Coincido con algunos de los reclamos que hacen los sindicatos en su llamado a huelga, pero no concuerdo con su objetivo general.

A nadie le gusta la idea de tener que pagar más impuestos. De ahí que muchos estén indignados con la reforma fiscal. Sobre todo, si, además, se sabe que hay una parte de la población que no paga lo que le toca por ley, y otra que está exenta. Se estima que el contrabando, la evasión y la elusión suman cerca de 1,6 billones de colones al año, y las exoneraciones pueden ser otro tanto. Esa desigualdad en el pago de impuestos indigna a los que sí tributan.
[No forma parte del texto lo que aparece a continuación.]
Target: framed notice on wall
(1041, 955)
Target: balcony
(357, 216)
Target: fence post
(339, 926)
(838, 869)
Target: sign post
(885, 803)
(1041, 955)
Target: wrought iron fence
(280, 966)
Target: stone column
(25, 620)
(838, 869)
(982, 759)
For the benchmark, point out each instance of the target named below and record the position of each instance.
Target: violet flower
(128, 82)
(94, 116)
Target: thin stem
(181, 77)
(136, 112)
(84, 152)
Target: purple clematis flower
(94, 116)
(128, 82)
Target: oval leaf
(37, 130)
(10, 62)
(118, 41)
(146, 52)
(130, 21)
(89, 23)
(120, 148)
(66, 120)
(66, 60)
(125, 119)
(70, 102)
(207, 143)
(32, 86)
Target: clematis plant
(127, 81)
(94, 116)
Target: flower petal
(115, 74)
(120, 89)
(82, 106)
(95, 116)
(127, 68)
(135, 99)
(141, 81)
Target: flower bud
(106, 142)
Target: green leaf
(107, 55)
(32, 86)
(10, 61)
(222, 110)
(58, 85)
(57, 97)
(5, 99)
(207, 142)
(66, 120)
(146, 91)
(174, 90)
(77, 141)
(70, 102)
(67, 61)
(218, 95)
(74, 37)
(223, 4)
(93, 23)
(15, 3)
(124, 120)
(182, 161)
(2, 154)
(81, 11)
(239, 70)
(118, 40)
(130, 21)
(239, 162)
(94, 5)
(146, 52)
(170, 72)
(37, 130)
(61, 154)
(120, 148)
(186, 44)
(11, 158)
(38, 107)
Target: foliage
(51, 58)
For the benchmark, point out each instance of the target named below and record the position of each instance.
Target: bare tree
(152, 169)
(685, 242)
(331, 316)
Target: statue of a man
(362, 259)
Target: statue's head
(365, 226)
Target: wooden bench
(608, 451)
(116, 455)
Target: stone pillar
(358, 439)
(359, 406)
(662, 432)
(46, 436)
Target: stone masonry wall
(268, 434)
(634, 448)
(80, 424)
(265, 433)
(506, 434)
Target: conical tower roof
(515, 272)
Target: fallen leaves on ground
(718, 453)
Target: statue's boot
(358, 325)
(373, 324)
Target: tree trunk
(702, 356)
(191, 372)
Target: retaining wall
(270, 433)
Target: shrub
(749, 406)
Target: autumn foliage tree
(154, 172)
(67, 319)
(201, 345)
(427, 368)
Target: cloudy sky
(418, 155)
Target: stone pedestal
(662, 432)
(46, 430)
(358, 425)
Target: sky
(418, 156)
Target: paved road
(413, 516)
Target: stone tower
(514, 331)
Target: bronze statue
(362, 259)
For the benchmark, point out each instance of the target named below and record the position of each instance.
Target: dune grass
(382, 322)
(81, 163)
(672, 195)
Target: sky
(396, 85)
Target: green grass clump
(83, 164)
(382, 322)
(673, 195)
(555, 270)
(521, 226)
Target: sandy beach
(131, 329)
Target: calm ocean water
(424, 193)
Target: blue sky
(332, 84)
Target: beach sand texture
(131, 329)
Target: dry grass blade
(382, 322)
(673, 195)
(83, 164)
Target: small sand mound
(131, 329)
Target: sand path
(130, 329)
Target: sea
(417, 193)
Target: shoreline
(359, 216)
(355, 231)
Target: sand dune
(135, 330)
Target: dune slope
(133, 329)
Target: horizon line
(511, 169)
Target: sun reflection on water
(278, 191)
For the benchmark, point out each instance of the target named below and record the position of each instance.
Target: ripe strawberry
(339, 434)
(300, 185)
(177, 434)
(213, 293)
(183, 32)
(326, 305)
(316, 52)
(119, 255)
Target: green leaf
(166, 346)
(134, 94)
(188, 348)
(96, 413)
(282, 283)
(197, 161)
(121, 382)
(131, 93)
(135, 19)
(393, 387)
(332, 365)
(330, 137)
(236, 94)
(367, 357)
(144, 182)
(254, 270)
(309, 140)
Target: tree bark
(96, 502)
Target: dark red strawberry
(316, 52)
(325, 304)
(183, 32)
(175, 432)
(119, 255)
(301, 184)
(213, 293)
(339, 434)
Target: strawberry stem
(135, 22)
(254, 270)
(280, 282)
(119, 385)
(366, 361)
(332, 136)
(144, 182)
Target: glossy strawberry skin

El proyecto apenas reduce, pero mantiene los privilegios que los empleados públicos tienen por encima del resto de la población

La reforma propuesta por el gobierno se encamina, parcialmente, a reducir el trato desigual. Por ejemplo, el nuevo IVA elimina la exoneración que hoy gozan casi todos los servicios y muchos de los bienes. En impuesto de renta se eliminan las exoneraciones de las ganancias de capital, de los intereses financieros de las asociaciones solidaristas y cooperativas, así como los dividendos (“repartición de excedentes”) de estas últimas. Aún con eso, es claro que el proyecto de ley se queda corto. Mantiene algunas exenciones y tasas diferenciadas para diversos sectores, fuentes de ingresos o tipos de organización.

Aunque se han aprobado recientemente varias leyes que le dan más poder a Tributación para perseguir a los evasores y elusores, al gobierno le queda mucha tarea para mejorar la aplicación de esas leyes.

Aun con eso, es imposible pretender recuperar todos los impuestos que no se pagan. En parte, porque siempre habrá “vivillos” que no querrán pagar impuestos, dada la jugosa ganancia que obtienen de no hacerlo. Pero, además, la poca voluntad que existe por pagar impuestos se diluye cuando existe la sensación, como en el caso de Costa Rica, de que ese dinero está siendo muy mal utilizado.

Si bien la reforma fiscal propuesta contiene algunos elementos que ayudan a controlar el gasto del gobierno, también se queda corta. El proyecto apenas reduce, pero mantiene los privilegios que los empleados públicos tienen por encima del resto de la población, a través de las anualidades, la dedicación exclusiva, la prohibición, la cesantía, las pensiones de lujo y la inamovilidad de sus puestos.

Por eso no estoy de acuerdo con el llamado a huelga de los sindicatos. Su objetivo es traerse abajo la propuesta de reforma fiscal, no por justicia tributaria, sino para mantener sus privilegios.